In March of 2008, Harvard Business School Dean Jay O. Light pulled aside the head of the school’s career services to deliver an ominous message.
“’I’m nervous, and I’m worried where the market is headed,’” he told Jana Kierstead, managing director of Harvard’s MBA Careers & Professional Development office. “’I see some warning signs. Can you put together a plan on what we would do if the bottom fell out of the market.’”
Six months later, when investment banking giant Lehman Brothers filed for bankruptcy on Sept. 15, Kierstead pulled together an emergency meeting with staff and administrators. “I think it is happening,” she told them. “If you want us to have an impact on the Class of 2009, we need to act now.”
The dean quickly wrote a generous check, the first of two “surge requests” for extra funding, and the plan was put into effect. Within a week, Kierstead led an emergency rescue mission on Wall Street. Ten staffers, including seven Harvard career coaches, flew to New York, rented out a ballroom and began coaching dazed members of the Class of 2008 who had taken jobs at Lehman, Merrill Lynch and other Wall Street firms.
‘WATCHING CNBC AND TRYING TO FIGURE OUT HOW THE WORLD HAD CHANGED.’
“They were like deer in the headlights,” recalls Kierstead. “They were watching CNBC and trying to figure out how the world had changed. We wanted to be there with them to help in anyway we could.”
The bigger problem, of course, would be the job market for the upcoming Class of 2009. “Companies weren’t picking up the phone,” she says. “It went silent.” Job postings dried up. Some companies cancelled their interview schedules. Other employers who had already extended job offers to Harvard MBAs delayed their start dates. “A lot of the companies that stayed hired for one position rather than five, or they interviewed one schedule of students rather than twenty. It was an abominable year.”

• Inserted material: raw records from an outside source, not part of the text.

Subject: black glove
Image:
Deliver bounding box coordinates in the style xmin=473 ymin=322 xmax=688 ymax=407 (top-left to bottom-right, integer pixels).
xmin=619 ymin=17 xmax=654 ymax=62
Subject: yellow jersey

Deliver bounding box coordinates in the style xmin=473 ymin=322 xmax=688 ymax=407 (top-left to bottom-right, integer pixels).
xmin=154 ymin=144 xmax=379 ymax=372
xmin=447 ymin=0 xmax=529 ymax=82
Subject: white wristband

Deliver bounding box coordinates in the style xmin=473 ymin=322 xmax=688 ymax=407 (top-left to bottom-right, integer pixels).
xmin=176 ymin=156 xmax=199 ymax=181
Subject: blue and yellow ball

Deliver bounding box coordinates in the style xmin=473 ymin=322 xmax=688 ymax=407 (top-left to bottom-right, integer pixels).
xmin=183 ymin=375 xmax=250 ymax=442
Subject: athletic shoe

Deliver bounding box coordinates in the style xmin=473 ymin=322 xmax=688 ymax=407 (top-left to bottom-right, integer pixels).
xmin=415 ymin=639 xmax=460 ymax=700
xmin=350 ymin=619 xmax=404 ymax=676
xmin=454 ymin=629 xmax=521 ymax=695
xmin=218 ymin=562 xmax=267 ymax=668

Surprisingly perhaps, only one firm, Boston-based consultants The Parthenon Group, rescinded job offers from two Harvard MBAs. A Parthenon Group partner told the B-school newspaper, The Harbus, that it had withdrawn eight of 14 full-time offers across five schools: HBS, Kellogg, Tuck, Wharton, MIT Sloan. Kierstead promptly suspended the firm from coming to campus to meet with or interview Harvard MBAs until this year (2011). It was the first time HBS banned a recruiter from campus since 2001 when the school reportedly suspended Harrah’s Entertainment Inc.

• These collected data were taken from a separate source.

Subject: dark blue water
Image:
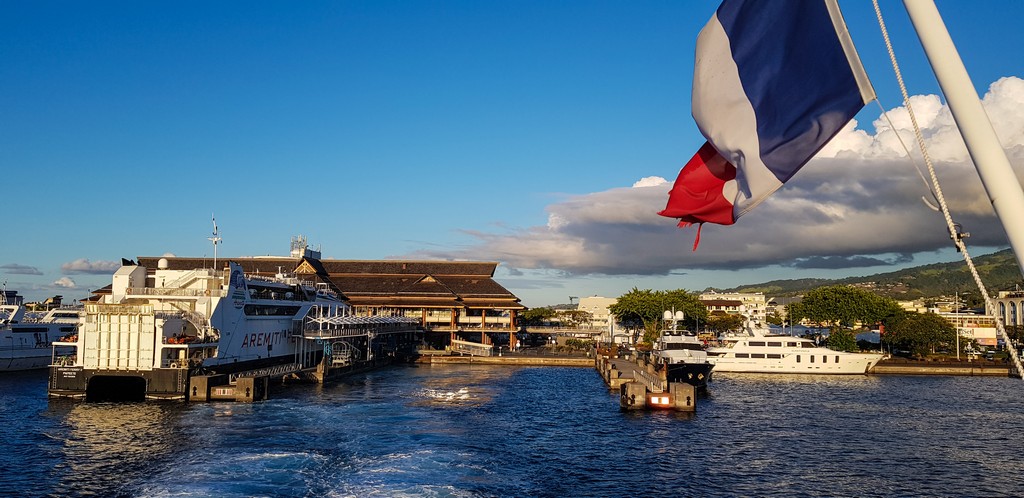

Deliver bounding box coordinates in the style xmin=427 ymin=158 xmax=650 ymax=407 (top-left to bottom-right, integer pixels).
xmin=3 ymin=366 xmax=1023 ymax=497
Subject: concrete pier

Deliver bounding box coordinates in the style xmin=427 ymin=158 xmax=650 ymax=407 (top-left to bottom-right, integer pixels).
xmin=596 ymin=348 xmax=696 ymax=412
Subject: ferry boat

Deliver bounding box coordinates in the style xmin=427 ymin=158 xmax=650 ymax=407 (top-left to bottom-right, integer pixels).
xmin=48 ymin=238 xmax=420 ymax=401
xmin=652 ymin=315 xmax=713 ymax=390
xmin=1 ymin=291 xmax=82 ymax=371
xmin=706 ymin=320 xmax=883 ymax=374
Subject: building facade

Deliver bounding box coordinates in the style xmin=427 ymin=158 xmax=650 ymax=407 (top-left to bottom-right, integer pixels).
xmin=699 ymin=291 xmax=767 ymax=322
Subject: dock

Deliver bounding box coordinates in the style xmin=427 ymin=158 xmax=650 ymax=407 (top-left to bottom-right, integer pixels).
xmin=594 ymin=347 xmax=696 ymax=412
xmin=870 ymin=358 xmax=1012 ymax=377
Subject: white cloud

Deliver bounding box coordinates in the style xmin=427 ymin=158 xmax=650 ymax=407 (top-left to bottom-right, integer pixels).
xmin=0 ymin=264 xmax=43 ymax=275
xmin=61 ymin=258 xmax=120 ymax=275
xmin=53 ymin=277 xmax=77 ymax=288
xmin=409 ymin=77 xmax=1024 ymax=276
xmin=632 ymin=176 xmax=668 ymax=188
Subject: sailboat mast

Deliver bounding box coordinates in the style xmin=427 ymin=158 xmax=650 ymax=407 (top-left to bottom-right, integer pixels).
xmin=903 ymin=0 xmax=1024 ymax=278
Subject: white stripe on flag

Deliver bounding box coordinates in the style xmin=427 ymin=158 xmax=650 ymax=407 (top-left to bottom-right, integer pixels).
xmin=691 ymin=11 xmax=783 ymax=218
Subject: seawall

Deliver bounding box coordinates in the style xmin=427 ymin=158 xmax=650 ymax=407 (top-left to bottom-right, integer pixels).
xmin=415 ymin=355 xmax=592 ymax=367
xmin=871 ymin=359 xmax=1010 ymax=377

When the dust cleared, 2009 would go down as one of the worst MBA recruiting seasons on record. Even at Harvard, one in every five students in the Class of 2009 graduated without a single job offer in hand. Starting salaries fell for those who got jobs. And it was much worse at other business schools around the world.
FROM THE DARK DAYS OF THE GREAT RECESSION TO A STRONG MBA RECOVERY NOW.
From those dark days at the height of the Great Recession, people began to again debate the value of the MBA and whether the market would ever come back. But things began turning around for the Class of 2010 and, by all accounts, this year things are getting closer to normal for the top of the MBA market.
While U.S. unemployment remains stubbornly high at close to 10%, job prospects for MBAs in the Class of 2011 are looking considerably brighter. At Stanford Graduate School of Business, job postings are up 85% year over year. Boston Consulting Group, one of the largest employers of MBA graduates, plans to up its hiring by 18% this year. And a new survey of MBA employers shows that 64% plan to hire MBAs from the Class of 2011, up four percentage points from a year earlier.
“We are seeing an extremely sharp uptick from virtually every sector that recruits our MBAs,” says Pulin Sanghvi, director of Stanford’s Career Management Center. “Most employers are coming back with sharply higher hiring numbers. There are parts of the economy right now that are really booming, particularly in tech, and that boom is creating even more jobs from the ecosystems around these companies.”
On some level, the strong recovery in the MBA market is a reflection of pent-up demand for managerial talent. “People were being very conservative about staffing during the recession,” says Sanghvi. “Many are now finding that they are understaffed for what they are trying to accomplish, particularly for managerial talent. So that trend is very promising for MBA students across the country.”